UofL BASKETBALL | NCAA maintains position that Rick Pitino failed to monitor Andree McGee
03/23/2017 05:13 PM
The University of Louisville on Thursday released the NCAA reply to the institution’s own response to the Notice of Allegations that came down in October of last year.
The notice of allegations charged Louisville with four Level I violations, one of which was disputed by U of L: that head men’s basketball coach rick Pitino failed to monitor former staffer Andre McGee who provided and paid for adult entertainment and sex acts for visiting recruits and current players.
In the NCAA’s response, the enforcement staff stuck behind the claim that Pitino should have known about the salacious acts taking place between the Spring of 2010 and April 2014.

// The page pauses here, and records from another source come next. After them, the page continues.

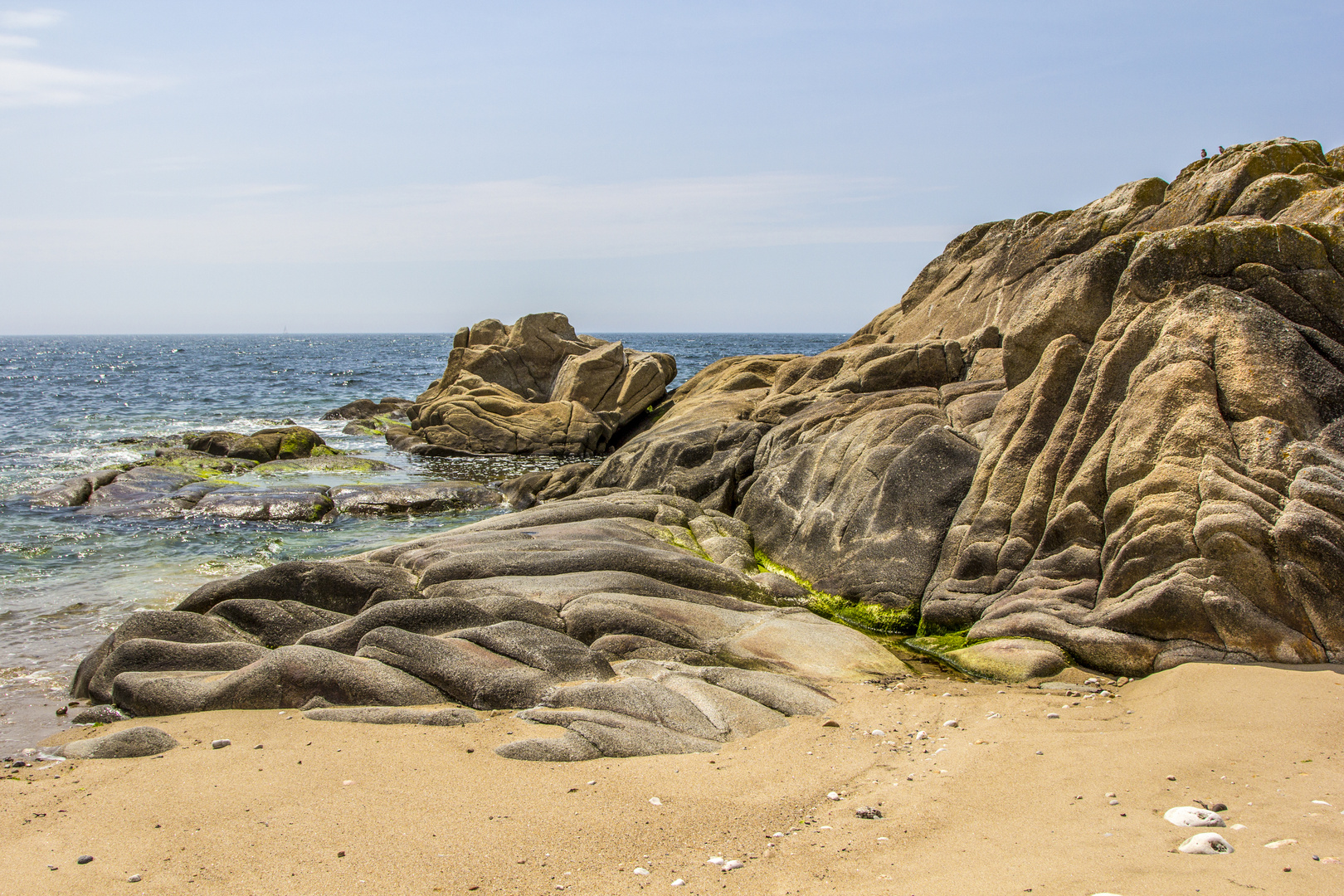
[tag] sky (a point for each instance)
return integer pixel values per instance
(643, 167)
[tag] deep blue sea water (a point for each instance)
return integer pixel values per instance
(67, 579)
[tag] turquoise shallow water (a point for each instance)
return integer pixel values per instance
(67, 579)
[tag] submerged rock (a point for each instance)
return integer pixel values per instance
(421, 497)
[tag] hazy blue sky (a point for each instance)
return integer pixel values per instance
(246, 167)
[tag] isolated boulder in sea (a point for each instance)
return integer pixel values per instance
(277, 444)
(363, 407)
(535, 387)
(407, 497)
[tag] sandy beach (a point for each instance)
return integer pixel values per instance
(1001, 804)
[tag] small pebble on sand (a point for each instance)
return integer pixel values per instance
(1194, 817)
(1207, 844)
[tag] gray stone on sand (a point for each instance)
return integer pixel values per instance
(569, 747)
(343, 587)
(151, 655)
(426, 616)
(394, 715)
(285, 677)
(639, 699)
(617, 735)
(464, 670)
(275, 624)
(1011, 659)
(546, 649)
(105, 715)
(143, 740)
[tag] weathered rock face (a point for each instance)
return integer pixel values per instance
(856, 494)
(535, 387)
(1129, 449)
(1112, 436)
(526, 611)
(1161, 481)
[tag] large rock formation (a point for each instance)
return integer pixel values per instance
(535, 387)
(1114, 430)
(608, 616)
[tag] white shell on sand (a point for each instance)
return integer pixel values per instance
(1194, 817)
(1207, 844)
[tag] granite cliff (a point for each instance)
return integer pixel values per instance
(1108, 436)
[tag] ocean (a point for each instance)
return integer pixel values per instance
(67, 579)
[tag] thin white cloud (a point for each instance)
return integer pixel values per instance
(516, 219)
(30, 17)
(35, 84)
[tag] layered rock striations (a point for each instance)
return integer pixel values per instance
(1112, 429)
(1118, 430)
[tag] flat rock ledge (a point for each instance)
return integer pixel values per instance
(601, 616)
(144, 740)
(190, 476)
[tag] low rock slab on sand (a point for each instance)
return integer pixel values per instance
(143, 740)
(472, 818)
(527, 611)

In one excerpt of the NCAA’s reply to U of L, the document states: “Pitino did not conduct frequent spot checks to uncover potential or existing compliance problems as it relates to McGee’s interactions with prospects and student-athletes. Pitino failed to demonstrate that he actively looked for red flags, ask pointed questions or even occasionally solicited honest feedback from McGee about activities occurring under his supervision.”
The release claims “These are basic elements of a head coach’s obligation to monitor. If Pitino saw no red flags in connection with McGee’s interactions with then prospective and current student-athletes, it was because he was not looking for them.”
The enforcement staff states that Pitino delegated too much responsibility with regard to monitoring McGee to his assistant coaches. The reply states “Even if he believed it was possible or advisable to task assistant coaches with the ultimate responsibility for monitoring McGee, those assistant coaches appear to have been unaware of that expectation.”
Multiple former assistants are cited in the counterargument as having had limited communications with McGee when it came to ensuring recruit visits were compliant with NCAA guidelines. Only Mike Balado, an assistant from 2013 – 2017, is credited for asking Pitino if there were any issues with the dorms during the only year he was also on staff with McGee.
The NCAA also points to multiple interviews that were conducted with former recruits, saying the majority could not recall specific questions from Pitino or any assistant coaches concerning the particulars of their visits. The document also references two specific former recruits who do remember interactions with Pitino on campus and say he generally asked how they enjoyed their time or if they interacted well with the student-athletes.
The university responded in the email releasing the reply saying:
“We continue to regret that NCAA legislation was violated by a former UofL employee. His behavior was shameful and wrong. This behavior is the reason we self-imposed severe penalties on ourselves. In this latest correspondence, the NCAA Enforcement Staff’s Response reiterates its previous position and, in fact, makes clear that the allegation does not state that Coach Pitino should have detected or known about the violations. We have faith in the NCAA process and look forward to demonstrating at the hearing that Coach Pitino properly monitored his staff.”
So what is next?
This case will now go before the NCAA Committee on Infractions, but no hearing date has been set. The Committee on Infractions will review U of L and Rick Pitino’s responses, as well as the NCAA’s reply, and will then hold a hearing to determine if further sanctions will be given.